As Quebec’s party leaders outlined their various stances on health and the environment this past weekend, it was clear that each took a bit of a different stand on the issue of the continuation of the province’s asbestos mining industry, though the opinions tended towards the cessation of exports to other countries.

According to an article on CBC News, at least one party leader – François Legault, the Coalition Avenir Québec leader – announced that he would favor a ban on the exporting of the material. “Exporting a toxic product is morally and scientifically indefensible,” Legault said. “Quebec has to come to terms with an industry that’s stuck in the past.”

Legault added, however, that he would honor the recent $58 million loan recently granted to the Jeffrey Mine for its reopening, but he noted that he would “work with the company to switch to other lines of business.”
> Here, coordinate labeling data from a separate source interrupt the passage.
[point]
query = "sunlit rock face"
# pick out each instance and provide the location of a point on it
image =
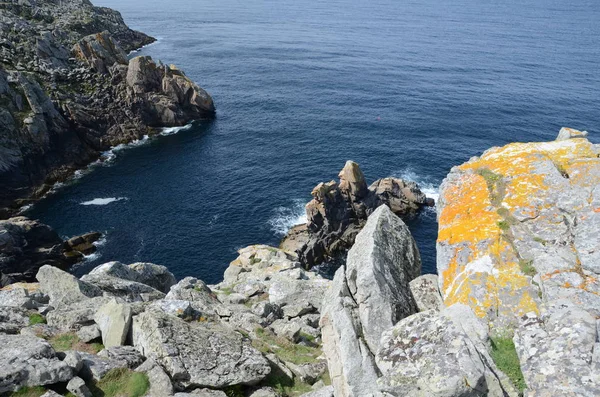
(518, 242)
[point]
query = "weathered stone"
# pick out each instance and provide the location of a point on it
(64, 288)
(369, 295)
(338, 212)
(73, 359)
(569, 133)
(76, 315)
(126, 356)
(198, 354)
(426, 293)
(439, 355)
(78, 387)
(99, 51)
(558, 351)
(13, 319)
(95, 367)
(326, 391)
(29, 361)
(25, 246)
(265, 392)
(130, 291)
(156, 276)
(89, 333)
(114, 320)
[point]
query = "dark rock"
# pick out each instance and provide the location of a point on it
(76, 106)
(338, 212)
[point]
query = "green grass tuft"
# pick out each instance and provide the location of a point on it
(527, 267)
(122, 382)
(505, 356)
(64, 342)
(36, 318)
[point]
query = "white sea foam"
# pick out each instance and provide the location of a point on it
(174, 130)
(144, 46)
(426, 184)
(285, 218)
(103, 201)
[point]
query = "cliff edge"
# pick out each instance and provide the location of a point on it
(69, 92)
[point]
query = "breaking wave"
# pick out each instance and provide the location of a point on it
(284, 218)
(103, 201)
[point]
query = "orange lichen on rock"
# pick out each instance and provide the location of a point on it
(482, 201)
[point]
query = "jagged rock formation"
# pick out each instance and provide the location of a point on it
(68, 92)
(369, 295)
(440, 354)
(518, 242)
(339, 211)
(195, 340)
(27, 245)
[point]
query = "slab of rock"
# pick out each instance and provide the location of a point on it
(439, 354)
(88, 333)
(368, 296)
(558, 351)
(13, 319)
(127, 356)
(326, 391)
(78, 387)
(156, 276)
(64, 288)
(94, 367)
(426, 293)
(198, 354)
(29, 361)
(160, 383)
(114, 321)
(76, 315)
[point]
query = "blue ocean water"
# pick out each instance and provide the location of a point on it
(406, 88)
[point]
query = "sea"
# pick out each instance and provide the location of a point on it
(405, 88)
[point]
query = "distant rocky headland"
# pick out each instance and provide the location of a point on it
(69, 92)
(513, 310)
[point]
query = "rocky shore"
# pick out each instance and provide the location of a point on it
(513, 312)
(68, 92)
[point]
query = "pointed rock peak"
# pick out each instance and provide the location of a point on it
(352, 181)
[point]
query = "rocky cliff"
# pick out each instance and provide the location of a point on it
(514, 311)
(518, 243)
(68, 92)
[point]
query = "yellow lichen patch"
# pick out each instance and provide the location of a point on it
(468, 215)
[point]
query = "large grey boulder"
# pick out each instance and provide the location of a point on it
(439, 354)
(128, 356)
(64, 288)
(202, 301)
(114, 321)
(160, 383)
(379, 268)
(13, 319)
(426, 292)
(559, 351)
(198, 354)
(156, 276)
(29, 361)
(368, 296)
(76, 316)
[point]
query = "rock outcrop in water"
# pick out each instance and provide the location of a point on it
(338, 211)
(68, 92)
(26, 245)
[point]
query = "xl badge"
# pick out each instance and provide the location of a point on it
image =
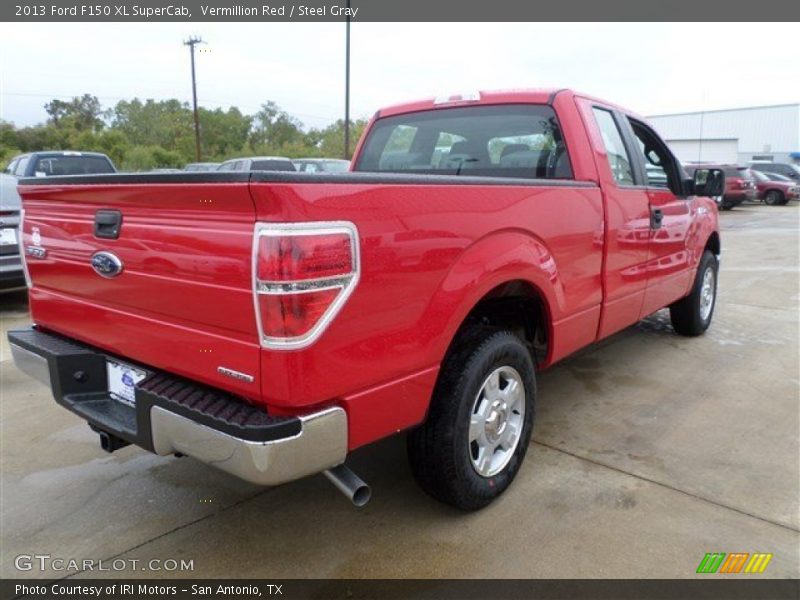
(106, 264)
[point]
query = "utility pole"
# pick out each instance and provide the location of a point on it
(192, 42)
(347, 86)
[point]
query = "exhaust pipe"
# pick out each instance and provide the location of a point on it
(350, 484)
(109, 442)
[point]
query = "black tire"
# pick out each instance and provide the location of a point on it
(687, 314)
(774, 198)
(439, 450)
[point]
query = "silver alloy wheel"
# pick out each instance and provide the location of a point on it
(496, 420)
(707, 293)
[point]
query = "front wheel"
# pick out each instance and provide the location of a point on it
(692, 315)
(774, 198)
(479, 425)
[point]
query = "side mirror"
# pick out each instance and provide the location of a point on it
(708, 182)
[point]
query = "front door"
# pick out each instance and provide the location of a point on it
(668, 261)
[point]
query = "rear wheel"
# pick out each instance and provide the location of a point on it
(774, 198)
(692, 315)
(479, 425)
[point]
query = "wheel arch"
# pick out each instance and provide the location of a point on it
(499, 280)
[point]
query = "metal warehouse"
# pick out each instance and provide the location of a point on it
(740, 135)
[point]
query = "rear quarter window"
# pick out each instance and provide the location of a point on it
(522, 141)
(71, 165)
(272, 165)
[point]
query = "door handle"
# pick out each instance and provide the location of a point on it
(656, 218)
(107, 224)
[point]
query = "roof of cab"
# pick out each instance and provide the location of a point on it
(484, 97)
(520, 96)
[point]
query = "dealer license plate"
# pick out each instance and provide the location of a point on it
(121, 381)
(8, 236)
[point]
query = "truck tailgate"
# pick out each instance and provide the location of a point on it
(180, 297)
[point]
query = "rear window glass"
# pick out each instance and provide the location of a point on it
(272, 165)
(740, 172)
(71, 165)
(501, 141)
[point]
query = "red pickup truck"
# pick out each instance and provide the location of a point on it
(268, 323)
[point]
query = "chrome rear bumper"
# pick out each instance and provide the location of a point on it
(260, 448)
(321, 444)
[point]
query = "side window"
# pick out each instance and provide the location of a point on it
(507, 140)
(660, 168)
(618, 158)
(21, 166)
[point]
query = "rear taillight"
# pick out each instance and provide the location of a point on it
(22, 251)
(302, 275)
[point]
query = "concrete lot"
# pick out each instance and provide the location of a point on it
(650, 450)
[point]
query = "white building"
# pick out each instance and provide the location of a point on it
(734, 136)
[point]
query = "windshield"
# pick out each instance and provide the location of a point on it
(337, 166)
(502, 141)
(777, 177)
(71, 165)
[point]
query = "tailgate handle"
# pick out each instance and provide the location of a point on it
(107, 224)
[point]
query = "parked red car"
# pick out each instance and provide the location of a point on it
(301, 316)
(740, 184)
(775, 189)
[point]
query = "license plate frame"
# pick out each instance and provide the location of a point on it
(122, 379)
(8, 236)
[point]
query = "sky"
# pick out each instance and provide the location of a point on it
(651, 68)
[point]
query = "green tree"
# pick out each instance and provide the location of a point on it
(165, 123)
(274, 128)
(330, 140)
(83, 113)
(223, 133)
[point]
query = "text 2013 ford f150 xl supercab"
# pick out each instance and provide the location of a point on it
(270, 323)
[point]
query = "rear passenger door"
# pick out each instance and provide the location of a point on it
(668, 259)
(627, 218)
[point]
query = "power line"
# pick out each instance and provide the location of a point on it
(208, 101)
(192, 42)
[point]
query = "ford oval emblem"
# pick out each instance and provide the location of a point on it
(106, 264)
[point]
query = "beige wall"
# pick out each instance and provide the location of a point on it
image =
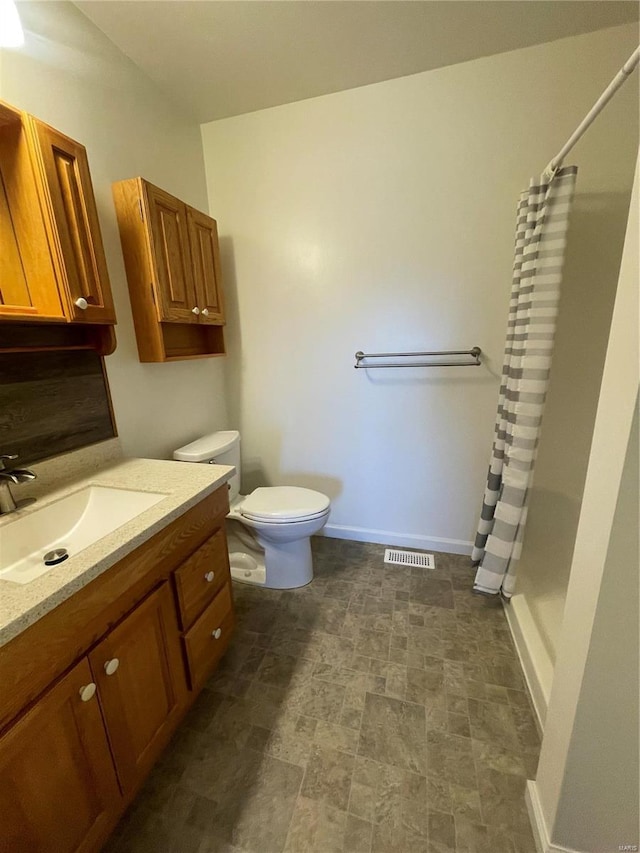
(598, 809)
(73, 77)
(382, 218)
(582, 797)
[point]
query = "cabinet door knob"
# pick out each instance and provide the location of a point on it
(87, 692)
(111, 666)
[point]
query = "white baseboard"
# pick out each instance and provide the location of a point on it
(538, 823)
(389, 537)
(534, 657)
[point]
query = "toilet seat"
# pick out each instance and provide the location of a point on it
(283, 505)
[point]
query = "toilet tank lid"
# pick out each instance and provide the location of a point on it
(208, 446)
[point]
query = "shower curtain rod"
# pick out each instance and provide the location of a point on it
(597, 108)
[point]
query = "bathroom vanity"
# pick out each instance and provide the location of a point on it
(101, 657)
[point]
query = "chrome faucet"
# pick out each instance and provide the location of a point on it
(11, 475)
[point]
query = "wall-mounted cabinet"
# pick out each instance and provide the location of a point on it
(52, 263)
(172, 261)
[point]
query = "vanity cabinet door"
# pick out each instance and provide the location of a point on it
(205, 260)
(71, 217)
(141, 684)
(174, 285)
(58, 787)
Candidates from the Québec Solidaire have jumped on the ban asbestos bandwagon as well, eager to promote their “green” agenda.

“It’s encouraging, after being the only ones to take this position, to hear another party propose banning exports of this carcinogenic product,” Québec Solidaire co-spokesperson Amir Khadir noted. “It’s indefensible to export asbestos while knowing full well that it be used in poorer countries in ways that are banned in Quebec and in Canada.”

Parti Québécois Leader Pauline Marois said she “deplored” the way the loan was made but she wasn’t quite ready to put a halt to asbestos mining or stop the export of the material to Third World countries who use it in the manufacture of inexpensive building materials like cement. Marois’ running mate, Réjean Hébert, the former dean of medicine at the University of Sherbrooke, says there’s no scientific doubt that asbestos causes mesothelioma cancer, but there are still social issues to contend with, including the fact that the re-opening of the mine means the employment of 400 workers.